GPU kernels won't have either exception handling or RTTI
Just like the majority of real-world C++ projects which avoid these features because of
significant programming and performance overhead.
"not even Nvidia's libcu++ can mimic the C++ standard library" and no SYCL specification currently even attempts to solve this
It does not need to. SYCL is a C++ class abstraction framework, it relies on standard C++17 compilers to provide
C++ Standard Library and
Standard Template Library, and most implementations use Clang/LLVM.
libcu++ allows parallel heterogeneous memory access to objects in local and system memory, and SYCL is supposed to do the same by analyzing the source code with an optimizing compiler for each specific implementation's device targets and runtime.
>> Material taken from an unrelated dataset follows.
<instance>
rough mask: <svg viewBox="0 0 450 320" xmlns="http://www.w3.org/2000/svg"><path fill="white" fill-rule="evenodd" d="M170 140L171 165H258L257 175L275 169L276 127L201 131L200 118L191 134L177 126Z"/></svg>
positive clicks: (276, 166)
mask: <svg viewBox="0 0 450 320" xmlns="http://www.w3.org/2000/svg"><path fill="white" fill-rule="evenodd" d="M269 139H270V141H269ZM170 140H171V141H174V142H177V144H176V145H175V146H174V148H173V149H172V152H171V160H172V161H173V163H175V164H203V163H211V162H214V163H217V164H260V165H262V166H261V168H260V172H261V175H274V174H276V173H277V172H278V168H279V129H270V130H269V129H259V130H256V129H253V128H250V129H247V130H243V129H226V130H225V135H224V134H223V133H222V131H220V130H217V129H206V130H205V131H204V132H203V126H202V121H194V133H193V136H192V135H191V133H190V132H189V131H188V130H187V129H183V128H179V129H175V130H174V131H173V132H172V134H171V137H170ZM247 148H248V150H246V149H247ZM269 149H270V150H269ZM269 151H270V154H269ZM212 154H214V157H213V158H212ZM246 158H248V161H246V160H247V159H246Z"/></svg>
The "no compromise" solution ... is providing vendor specific APIs like CUDA or HIP while ignoring BS like OpenCL
You want to replace open APIs and open-source tools for multiple platforms with a single proprietary API (since HIP is a verbatim copy of CUDA) that's only available on Linux and Windows. It's probably fine for HPC workloads, which run on specific fixed hardware and software configurations, but it will be a nightmare for anyone else.
neither AMD or Nvidia really cares about OpenCL anymore. Nvidia doesn't even send any representatives for SYCL
there's wolves (AMD & Nvidia) pretending to be among the sheep herd (Codeplay & Intel)
Is this is really Khronos' fault? Anyway, there are several open-source SYCL implementations which target OpenCL C source code, CUDA/HIP source code, Vulkan SPIR-V byte code, CUDA PTX bytecode, and even DXIL bytecode (with DXIL translation tools).
There's no conformance tests for this so this can't really be enforced
Khronos does perform
OpenCL conformance tests for its members.
Looks like some MMU page table restriction to me. Nvidia GPUs support a
large virtual address space (
49-bit on Pascal / Turing) since Kepler, but their CUDA implementations only allow
GPU memory 'oversubscription' - i.e. allocating system memory to the GPU virtual address space - in Linux, bit not Windows or MacOS, and their WDDM drivers only support
40-bit GPU virtual address space (1TB).
until WDDM ships with at least the same capabilities then there's no room for ROCm on Windows.
WDDM 2.7 and Windows 10 version 2004 introduce a lightweight
compute-only driver model (MCDM) and a new feature level (1_0_CORE) which only support the Direct3D12 compute pipeline, but not display or rendering pipeline capabilities. This is similar to
Tesla Computing Cluster (TCC) mode for Tesla / Quadro drivers.